Pakistan's economy is in its worst shape in nearly a decade and yet there is a sense of hope that the incoming government not only seems to know what is needed to fix it but, for once, may also have enough determination and clout to do it.
Former prime minister Nawaz Sharif swept back to power in last month's election, riding a wave of public anger at rival Pakistan People's Party's failure to tackle endemic corruption, power cuts and militant violence.
Voters hope that armed with a solid parliamentary majority Sharif, who takes office on Wednesday, has a better shot at fixing the economy than his predecessors, beset by internal strife and strained relations with the powerful military.
Stakes are high not just for Sharif, 63, who won his third chance to lead the 180-million nation largely by making economic revival and fixing government finances the centrepiece of his policy platform.
Economic turnaround is also essential to ensure greater political stability in the nuclear-armed nation, which is a key ally in the U.S. fight against Islamist militancy.
Economists say it will take years to fully revive a long-neglected economy starved of power and investment that has seen it slip behind its neighbours including arch rival India.
"This is not a country which lives beyond its means. It doesn't have the means," says Werner Liepach, country director at Asian Development Bank.
The government must start collecting taxes it is owed and overhaul power companies so they can produce enough electricity and stop draining public funds that have kept them afloat.
Less than a million Pakistanis pay income taxes, fiscal deficits run at close to 8 percent of gross domestic product and a big chunk of government revenue is used up subsidising a power sector that covers just over half the country's needs.
Pakistan's economy will expand 3.5 percent in fiscal 2012/13, the International Monetary Fund says, from a peak of 9 percent in 2004. The rupee, meanwhile, has lost almost 40 percent of its value against the dollar since the last election in 2008.
Sagging exports and debt repayments have nearly halved official currency reserves over the past year to $6.5 billion in late May. That is just enough to cover five weeks of imports.
The ADB estimates that about $500 million flows out of Pakistan every month, meaning that it may not have enough to meet about $5 billion in loan repayments due this year and next.

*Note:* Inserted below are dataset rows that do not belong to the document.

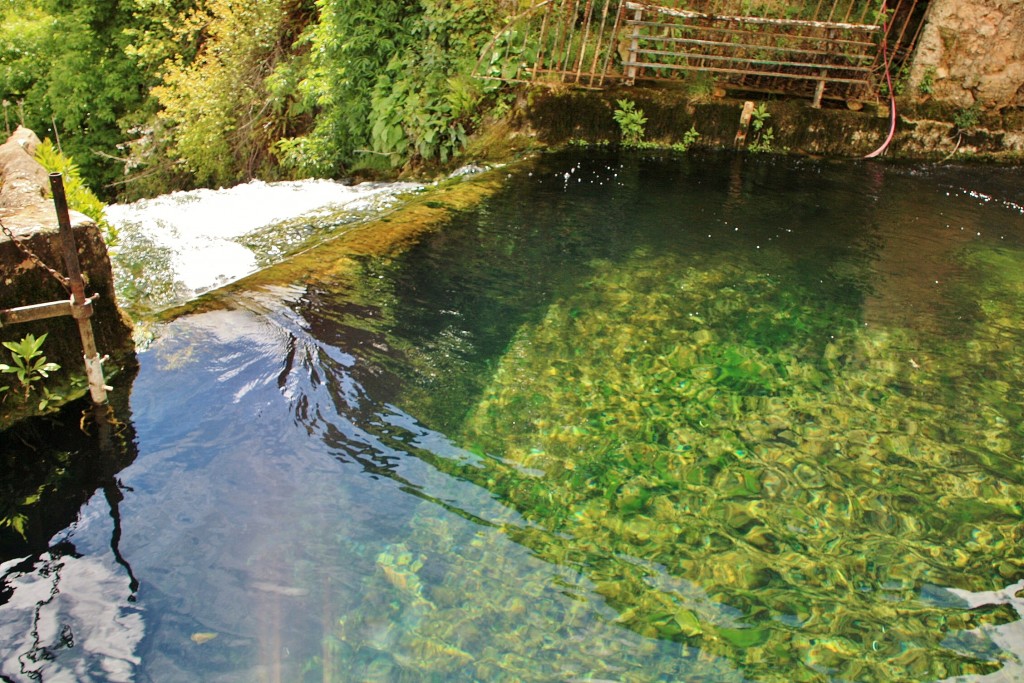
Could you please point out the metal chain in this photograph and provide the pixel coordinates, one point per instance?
(25, 250)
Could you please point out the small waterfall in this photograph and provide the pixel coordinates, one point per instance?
(174, 247)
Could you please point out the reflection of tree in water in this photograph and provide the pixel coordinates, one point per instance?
(59, 610)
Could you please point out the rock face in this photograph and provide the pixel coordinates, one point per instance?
(28, 213)
(972, 51)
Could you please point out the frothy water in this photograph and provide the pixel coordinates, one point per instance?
(175, 246)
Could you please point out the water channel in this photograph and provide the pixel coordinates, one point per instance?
(632, 418)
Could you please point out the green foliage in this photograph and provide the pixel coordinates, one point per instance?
(631, 122)
(65, 68)
(689, 139)
(968, 119)
(30, 368)
(927, 84)
(389, 83)
(763, 137)
(80, 198)
(227, 107)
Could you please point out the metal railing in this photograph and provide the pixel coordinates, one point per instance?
(822, 48)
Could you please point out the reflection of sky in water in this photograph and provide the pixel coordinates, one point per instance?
(274, 482)
(1009, 637)
(69, 617)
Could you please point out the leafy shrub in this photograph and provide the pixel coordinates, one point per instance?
(631, 122)
(80, 198)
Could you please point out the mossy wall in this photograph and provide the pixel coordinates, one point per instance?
(925, 130)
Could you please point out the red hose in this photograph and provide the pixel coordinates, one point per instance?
(892, 93)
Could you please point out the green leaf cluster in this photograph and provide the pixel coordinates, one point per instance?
(30, 368)
(80, 198)
(390, 83)
(631, 122)
(65, 74)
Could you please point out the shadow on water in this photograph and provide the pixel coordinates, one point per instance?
(633, 418)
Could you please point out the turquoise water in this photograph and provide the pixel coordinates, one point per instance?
(633, 419)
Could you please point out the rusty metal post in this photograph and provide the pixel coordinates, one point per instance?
(81, 307)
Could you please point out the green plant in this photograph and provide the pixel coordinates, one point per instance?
(699, 87)
(689, 137)
(967, 119)
(31, 368)
(763, 137)
(80, 198)
(631, 122)
(927, 84)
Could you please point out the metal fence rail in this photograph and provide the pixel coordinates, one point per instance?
(820, 48)
(744, 48)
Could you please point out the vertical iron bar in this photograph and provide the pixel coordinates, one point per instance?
(578, 67)
(81, 307)
(613, 41)
(600, 42)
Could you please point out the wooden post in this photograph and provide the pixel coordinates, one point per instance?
(81, 307)
(631, 69)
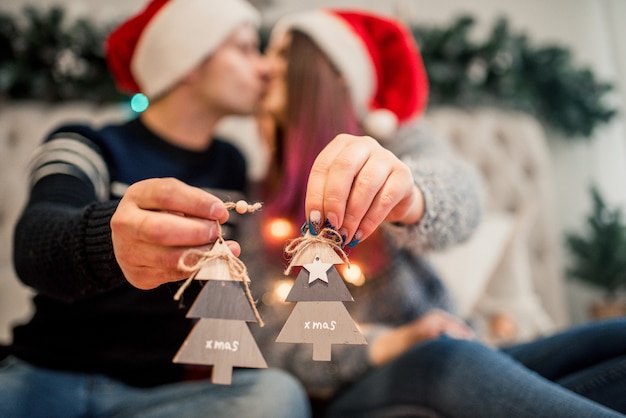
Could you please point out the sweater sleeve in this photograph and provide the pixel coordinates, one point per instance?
(452, 188)
(62, 240)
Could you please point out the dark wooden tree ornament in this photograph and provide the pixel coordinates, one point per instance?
(319, 317)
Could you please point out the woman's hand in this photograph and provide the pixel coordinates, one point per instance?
(356, 184)
(155, 222)
(432, 325)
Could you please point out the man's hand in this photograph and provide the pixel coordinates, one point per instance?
(357, 184)
(156, 221)
(433, 324)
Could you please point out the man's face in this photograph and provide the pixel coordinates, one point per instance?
(233, 79)
(275, 100)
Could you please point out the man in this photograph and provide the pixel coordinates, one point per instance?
(109, 215)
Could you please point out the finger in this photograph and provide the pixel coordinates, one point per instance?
(332, 174)
(388, 197)
(175, 196)
(167, 229)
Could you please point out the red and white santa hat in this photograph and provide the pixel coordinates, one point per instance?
(154, 49)
(378, 57)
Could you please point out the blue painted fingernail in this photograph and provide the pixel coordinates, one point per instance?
(355, 239)
(353, 243)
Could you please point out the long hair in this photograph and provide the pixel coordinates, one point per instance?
(319, 107)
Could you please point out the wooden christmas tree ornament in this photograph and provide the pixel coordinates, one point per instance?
(220, 337)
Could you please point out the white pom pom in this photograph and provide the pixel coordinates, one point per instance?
(381, 124)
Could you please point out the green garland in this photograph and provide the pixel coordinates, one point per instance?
(47, 58)
(599, 254)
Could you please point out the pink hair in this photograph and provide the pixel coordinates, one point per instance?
(319, 107)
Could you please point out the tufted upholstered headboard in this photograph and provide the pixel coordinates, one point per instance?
(508, 148)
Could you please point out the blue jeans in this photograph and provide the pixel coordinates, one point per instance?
(27, 391)
(577, 373)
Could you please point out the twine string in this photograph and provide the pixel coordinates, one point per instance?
(236, 267)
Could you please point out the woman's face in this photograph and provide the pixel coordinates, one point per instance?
(274, 102)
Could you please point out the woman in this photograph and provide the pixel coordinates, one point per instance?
(351, 72)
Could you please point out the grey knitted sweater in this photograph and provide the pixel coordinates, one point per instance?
(405, 290)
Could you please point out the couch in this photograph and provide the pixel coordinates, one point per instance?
(506, 279)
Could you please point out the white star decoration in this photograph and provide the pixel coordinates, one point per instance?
(317, 270)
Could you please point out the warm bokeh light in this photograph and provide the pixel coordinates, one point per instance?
(139, 103)
(280, 228)
(353, 274)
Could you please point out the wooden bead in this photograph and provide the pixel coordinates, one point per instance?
(241, 207)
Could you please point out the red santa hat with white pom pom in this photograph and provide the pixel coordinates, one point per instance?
(379, 59)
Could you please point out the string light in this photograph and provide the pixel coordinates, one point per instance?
(353, 274)
(279, 229)
(279, 292)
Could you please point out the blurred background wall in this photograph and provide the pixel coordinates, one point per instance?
(593, 30)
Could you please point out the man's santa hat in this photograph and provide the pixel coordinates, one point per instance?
(157, 47)
(378, 57)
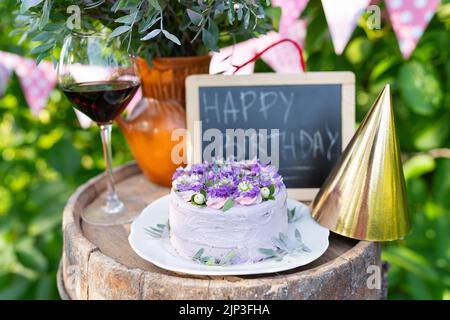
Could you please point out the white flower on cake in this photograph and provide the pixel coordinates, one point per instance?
(199, 199)
(265, 192)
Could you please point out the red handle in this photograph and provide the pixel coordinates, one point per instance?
(296, 45)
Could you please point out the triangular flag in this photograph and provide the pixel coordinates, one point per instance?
(409, 19)
(37, 81)
(342, 17)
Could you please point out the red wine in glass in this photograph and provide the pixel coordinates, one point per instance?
(100, 78)
(102, 101)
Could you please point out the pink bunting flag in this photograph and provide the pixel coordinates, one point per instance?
(409, 20)
(342, 17)
(37, 81)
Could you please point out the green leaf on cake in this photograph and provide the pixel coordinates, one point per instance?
(228, 204)
(291, 215)
(227, 258)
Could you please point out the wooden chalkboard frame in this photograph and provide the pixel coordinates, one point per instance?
(345, 79)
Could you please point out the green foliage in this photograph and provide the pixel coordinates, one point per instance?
(44, 158)
(148, 27)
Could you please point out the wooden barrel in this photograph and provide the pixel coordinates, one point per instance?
(98, 262)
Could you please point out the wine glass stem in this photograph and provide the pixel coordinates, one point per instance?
(112, 202)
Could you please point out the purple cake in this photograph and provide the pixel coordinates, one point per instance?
(225, 211)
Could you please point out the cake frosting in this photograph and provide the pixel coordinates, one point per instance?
(227, 208)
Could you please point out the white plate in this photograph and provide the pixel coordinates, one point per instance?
(159, 251)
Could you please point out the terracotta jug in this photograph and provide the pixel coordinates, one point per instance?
(148, 129)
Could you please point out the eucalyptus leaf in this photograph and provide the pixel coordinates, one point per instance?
(27, 4)
(198, 254)
(268, 252)
(44, 36)
(420, 88)
(42, 48)
(228, 204)
(195, 17)
(209, 40)
(171, 37)
(151, 34)
(148, 24)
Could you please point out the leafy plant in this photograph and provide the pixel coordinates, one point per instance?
(148, 27)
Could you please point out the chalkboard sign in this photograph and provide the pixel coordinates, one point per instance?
(299, 123)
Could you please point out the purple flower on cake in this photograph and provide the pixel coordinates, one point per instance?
(225, 182)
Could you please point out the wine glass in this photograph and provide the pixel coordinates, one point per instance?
(100, 79)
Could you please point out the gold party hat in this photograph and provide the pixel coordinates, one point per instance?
(364, 197)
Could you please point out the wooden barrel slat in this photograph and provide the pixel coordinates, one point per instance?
(98, 262)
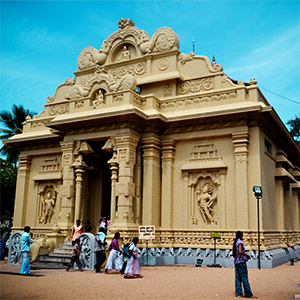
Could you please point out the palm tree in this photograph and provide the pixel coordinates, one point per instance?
(13, 125)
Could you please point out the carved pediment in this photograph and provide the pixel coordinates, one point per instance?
(126, 43)
(204, 157)
(50, 170)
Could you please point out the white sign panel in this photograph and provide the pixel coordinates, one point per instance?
(147, 232)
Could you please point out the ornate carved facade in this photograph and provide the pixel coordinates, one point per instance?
(152, 136)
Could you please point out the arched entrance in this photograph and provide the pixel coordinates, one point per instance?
(97, 187)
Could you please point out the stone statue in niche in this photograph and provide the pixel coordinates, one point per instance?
(206, 196)
(125, 54)
(99, 99)
(48, 204)
(167, 90)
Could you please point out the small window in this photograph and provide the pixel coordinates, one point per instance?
(268, 146)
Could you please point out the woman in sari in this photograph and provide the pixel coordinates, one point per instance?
(114, 260)
(133, 268)
(77, 231)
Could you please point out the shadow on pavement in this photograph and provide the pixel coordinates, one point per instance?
(18, 274)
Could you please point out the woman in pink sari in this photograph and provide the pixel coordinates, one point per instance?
(77, 230)
(133, 268)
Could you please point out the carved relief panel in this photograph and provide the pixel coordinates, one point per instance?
(47, 199)
(205, 196)
(204, 186)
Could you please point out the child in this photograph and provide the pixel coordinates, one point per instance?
(114, 261)
(126, 255)
(241, 272)
(75, 256)
(133, 268)
(26, 241)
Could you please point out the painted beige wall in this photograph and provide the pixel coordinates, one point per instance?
(186, 102)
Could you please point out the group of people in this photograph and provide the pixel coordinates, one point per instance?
(129, 265)
(124, 261)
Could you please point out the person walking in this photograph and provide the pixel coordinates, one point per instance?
(114, 260)
(26, 242)
(100, 243)
(75, 256)
(126, 255)
(77, 231)
(87, 227)
(241, 272)
(133, 268)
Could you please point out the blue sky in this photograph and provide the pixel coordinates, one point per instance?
(41, 40)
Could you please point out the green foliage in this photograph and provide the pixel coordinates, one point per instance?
(295, 129)
(8, 178)
(12, 125)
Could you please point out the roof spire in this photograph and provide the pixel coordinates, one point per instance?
(193, 45)
(214, 61)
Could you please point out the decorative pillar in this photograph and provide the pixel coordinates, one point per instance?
(288, 213)
(241, 142)
(280, 204)
(67, 187)
(222, 197)
(114, 179)
(138, 189)
(126, 155)
(22, 191)
(167, 158)
(79, 165)
(187, 213)
(151, 182)
(295, 209)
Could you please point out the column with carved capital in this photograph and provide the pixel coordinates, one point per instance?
(79, 166)
(114, 179)
(167, 161)
(151, 181)
(296, 209)
(241, 141)
(125, 145)
(68, 186)
(280, 208)
(22, 191)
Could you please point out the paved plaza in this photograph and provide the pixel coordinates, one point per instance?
(159, 282)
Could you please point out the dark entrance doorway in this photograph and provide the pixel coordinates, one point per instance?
(98, 184)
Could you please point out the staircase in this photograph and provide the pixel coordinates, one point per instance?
(58, 259)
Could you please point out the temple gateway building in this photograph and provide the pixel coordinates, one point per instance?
(152, 136)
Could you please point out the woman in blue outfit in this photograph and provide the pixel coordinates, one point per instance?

Economists say Pakistan has vast potential for growth with a location at the crossroads between the Gulf nations, Central Asia, China and India and a young and growing population.
But Sharif is also inheriting a country barely in control of its northeastern areas, plagued by militant and sectarian violence.
A U.S. drone strike that killed a top militant commander last week further complicates Sharif's efforts to hold peace talks with the militants.
Yet lenders, economists and ordinary Pakistanis are willing to give the new administration the benefit of the doubt.
"The economy was just not on the previous government's radar," said Ashfaque Khan, dean of NUST Business School in Islamabad. "But the new government appears very serious about it."
ADB's Liepach agrees.
"If we are talking about whether there is a momentum for reform, I do think there is," he says.
Lenders, rating agencies and commentators also say that Sharif's economic policy ticks a lot of the right boxes.
There is a promise to revive growth by boosting investment funded by improved tax revenues and subsidy cuts. There is a plan to turn around loss-making state-owned firms including Pakistan International Airlines, Pakistan Steel Mills and the National Shipping Corporation.
There is also a plan to diversify Pakistan's energy mix to help end 20-hour power cuts and a promise to bolster business ties with India.
Sharif's team plans to make an emergency cash injection of $5 billion to break a chain of payment arrears that has paralysed the power sector. The money would be raised through the sale of treasury bills.
The administration is also considering taxing heavy electricity users, plugging tax loopholes, cutting the number of ministries and slashing by a third the non-development federal budget.
Sartaj Aziz, set to serve as Sharif's chief policy adviser, says once reforms are under way the government will discuss a possible loan from the IMF to meet its international obligations.
"We've encouraged them to develop their own (economic) programme and when they feel ready, we are very eager to work with them," IMF Deputy Managing Director Nemat Shafik said.
Economists warn that time is short, but Aziz says three months should be enough to see the effects of the new policies.
Sharif, who was toppled by the military 14 years ago, will be hard pressed for excuses if he fails to deliver.
"This is not Japan where we are at the frontiers of economic science," one international financial analyst said. "The problems that Pakistan is facing are well known and have been already successfully tackled before."